Cicero

Plutarch

Plutarch. Plutarch's Lives, Vol. VII. Perrin, Bernadotte, translator. Cambridge, MA: Harvard University Press; London: William Heinemann Ltd., 1919.

Therefore many of the prominent men also were in favour of the law, and foremost among them Antonius the colleague of Cicero, who expected to be one of the ten. It was thought also that he knew about the conspiracy of Catiline and was not averse to it, owing to the magnitude of his debts; and this was what gave most alarm to the nobles.

This alarm Cicero first sought to allay by getting the province of Macedonia voted to his colleague, while he himself declined the proffered province of Gaul; and by this favour he induced Antonius, like a hired actor, to play the second role to him in defence of their country. Then, as soon as Antonius had been caught and was tractable, Cicero opposed himself with more courage to the innovators.

Accordingly, he denounced the proposed law in the senate at great length, and so terrified the very promoters of it that they had no reply to make to him.

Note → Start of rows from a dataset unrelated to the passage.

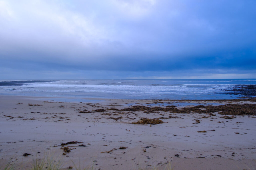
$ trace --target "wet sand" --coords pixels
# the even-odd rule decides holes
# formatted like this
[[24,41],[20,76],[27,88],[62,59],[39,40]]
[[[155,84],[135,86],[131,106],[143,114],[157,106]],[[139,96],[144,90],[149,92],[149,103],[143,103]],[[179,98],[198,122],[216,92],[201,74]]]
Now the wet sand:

And when they made a second attempt and after full preparation summoned the consuls to appear before the people, Cicero had not the slightest fear, but bidding the senate follow him and leading the way, he not only got the law rejected, but also induced the tribunes to desist from the rest of their measures, so overpowered were they by his eloquence.[*](See the three orations de lege Agraria, which have come down to us almost intact.)

For this man beyond all others showed the Romans how great a charm eloquence adds to the right, and that justice is invincible if it is correctly put in words, and that it behooves the careful statesman always in his acts to choose the right instead of the agreeable, and in his words to take away all vexatious features from what is advantageous.

A proof of the charm of his discourse may be found in an incident of his consulship connected with the public spectacles. In earlier times, it seems, the men of the equestrian order were mingled with the multitudes in the theatres and saw the spectacles along with the people, seated as chance would have it; Marcus Otho was the first to separate in point of honour the knights from the rest of the citizens, which he did when he was praetor,[*](It was in 67 B.C., four years before Cicero’s consulship, that Lucius Roscius Otho, as tribune of the people, introduced his law giving the equites a special place at the spectacles, namely, the fourteen rows of seats next those of the senators. The law, however, had only recently been enacted.) and gave them a particular place of their own at the spectacles, which they still retain.